Uma amostra da força financeira do PCC, que se estrutura como uma empresa, está em uma planilha apreendida durante uma operação policial. Nela consta que a facção gastou mais de R$ 1,8 milhão com advogados só no primeiro semestre do ano passado em São Paulo. Nos outros Estados, o montante no período foi de mais de R$ 730 mil.
Transformação. O procurador de Justiça Márcio Sérgio Christino, contudo, avalia que o PCC “não necessariamente cresceu, mas mudou” nos últimos dez anos. “Eles tinham um perfil inicial mais limitado, mais politizado, com um discurso em defesa dos direitos da população carcerária. Com o tempo e com as ações criminosas, o partido sofreu mutações até chegar aonde chegou, uma dinâmica como a de uma grande empresa, mas com foco no tráfico, que permite arrecadação contínua.”
Um dos principais responsáveis pela mais completa investigação contra o PCC, o promotor Lincoln Gakiya, de Presidente Prudente, em parceria com colegas do Grupo de Atuação Especial de Combate ao Crime Organizado (Gaeco), denunciou 175 integrantes da facção em outubro de 2013. Ele pediu também a prisão preventiva de mais de cem bandidos (muitos já cumprindo pena) à Justiça e a internação da cúpula e de seus principais “assessores” no Regime Disciplinar Diferenciado (RDD), além de mandados de busca e apreensão na casa dos acusados e de parentes.
“A intenção era adotar as medidas simultaneamente justamente para cortar o contato das lideranças com seus subordinados diretos”, conta. A Justiça na cidade do oeste do Estado negou os pedidos. A Promotoria recorreu e aguarda decisão.
“Essa investigação serviu para mostrar, com provas, que o PCC nunca parou de praticar crimes.
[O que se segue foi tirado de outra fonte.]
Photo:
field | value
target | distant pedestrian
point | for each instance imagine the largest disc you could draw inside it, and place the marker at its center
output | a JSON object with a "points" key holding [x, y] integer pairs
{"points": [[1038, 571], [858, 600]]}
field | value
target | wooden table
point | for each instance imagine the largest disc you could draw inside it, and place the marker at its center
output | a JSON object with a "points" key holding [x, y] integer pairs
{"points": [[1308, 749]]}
Ela expõe como a facção funciona e tem servido de base para investigações em outros Estados”, diz Gakiya.
A Secretaria da Segurança informou, por meio de nota, que desde 2006 “o orçamento para a pasta cresceu 94% acima da inflação do período, passando de R$ 9,3 bilhões para R$ 24,8 bilhões em 2016 – o montante é o triplo dos R$ 8,1 bilhões reservados pelo governo federal para todo o País”. A Secretaria de Administração Penitenciária afirmou que investe continuamente em modernização e ampliação da segurança no sistema prisional e, quando um detento é identificado como perigoso, “é imediatamente isolado nas penitenciárias 1 de Avaré ou 2 de Presidente Venceslau, onde o controle é ainda mais rigoroso – eles só podem sair algemados”. As informações são do jornal O Estado de S. Paulo.